Shoppers jammed roads and parking lots, lined up outside stores for hours before dawn and mobbed checkouts yesterday to snap up deep discounts on home electronics, toys and apparel.
Hoping to defy predictions of weak holiday sales, retailers heavily promoted to lure the hordes of shoppers that typically make the day after Thanksgiving, the traditional start of the holiday season, the busiest shopping day of the year. The strategy worked - at least for the kickoff day to a frenetic four weeks in which retailers can reap a third of their annual sales and half their profits.
Shoppers lined up outside Arundel Mills at 3 a.m., waiting to buy discounted dolls and games at Kaybee Toys at 5 a.m. Customers with armloads of sweaters and jeans stood a dozen deep at Sears, Roebuck and Co. checkouts in White Marsh, while lines of shoppers buying DVDs, DVD players and televisions snaked around Best Buy in Columbia.

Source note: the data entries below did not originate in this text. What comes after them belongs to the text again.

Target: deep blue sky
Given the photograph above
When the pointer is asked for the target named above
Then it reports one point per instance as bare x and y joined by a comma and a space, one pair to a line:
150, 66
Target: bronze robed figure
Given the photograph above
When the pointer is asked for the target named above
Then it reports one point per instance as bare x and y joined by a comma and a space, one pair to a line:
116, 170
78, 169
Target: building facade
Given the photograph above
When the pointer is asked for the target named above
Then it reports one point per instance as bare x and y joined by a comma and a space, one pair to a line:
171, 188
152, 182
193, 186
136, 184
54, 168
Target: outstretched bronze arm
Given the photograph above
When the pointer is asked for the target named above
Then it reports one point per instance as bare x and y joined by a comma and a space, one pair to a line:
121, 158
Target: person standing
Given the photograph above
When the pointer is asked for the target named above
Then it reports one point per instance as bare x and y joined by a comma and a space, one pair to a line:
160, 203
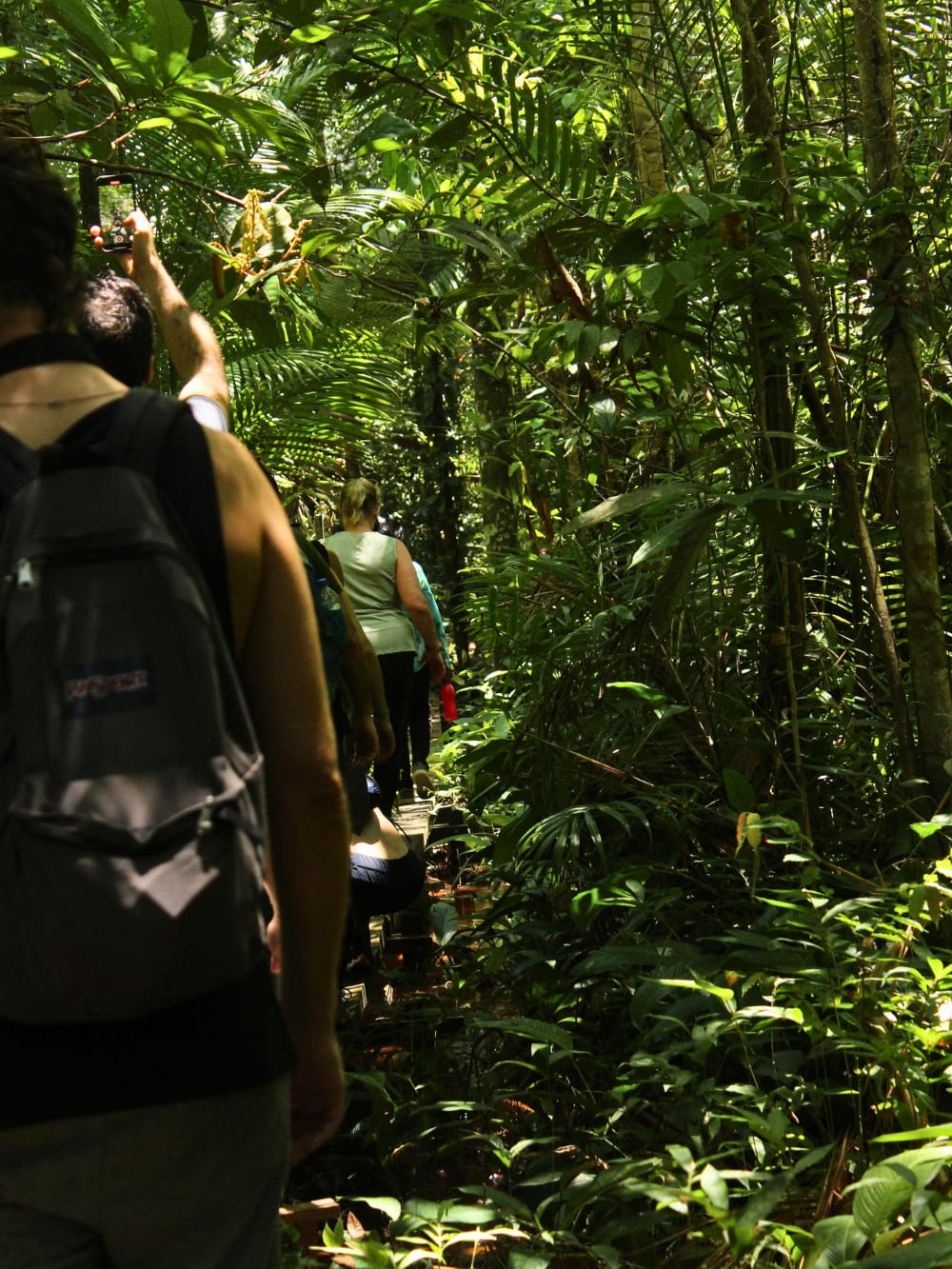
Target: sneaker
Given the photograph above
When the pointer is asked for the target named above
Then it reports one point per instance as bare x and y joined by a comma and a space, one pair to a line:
423, 781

Crowds filled the Discovery Channel store in Harborplace, buying Kick Discs - hockey disks that float on air - and remote-controlled Z-Cars.
"It's fun. It's a tradition," said Jan Veader, 47, of Overlea, who started her 16th straight Black Friday at Wal-Mart in White Marsh at 6 a.m., where she grabbed a $24 bicycle for her 3-year-old grandson. "I never even fell asleep last night, I was so keyed up. It's the hunt - and a way to save some money."
Veader and her son, Ricky, 19, were heading to Kmart next, for discounts on 14-karat gold earrings and Martha Stewart towels, then to J.C. Penney Co. for pants.
"It's the only time I like shopping," Ricky Veader said. "It's like a military operation. You have your primary objective and your secondary objective."
In the wake of consumer concern over the economy and potential war, retailers have said they expect to slash prices, step up customer service and offer more one-of-a-kind or private label merchandise to set themselves apart from competitors, and to drive sales.
Although sales did improve in October, they did so after disappointments in August and September at many of the biggest U.S. chains, leaving the outlook uncertain for the holiday season. But retail experts believe consumers will spend if they can be motivated, because disposable income has increased and refinancing has put more money in consumers' pockets.
"I think the sales numbers will be good," said Scott Krugman, a spokesman for the National Retail Federation. "Consumers have been coming out of their shells, and consumer confidence is going up."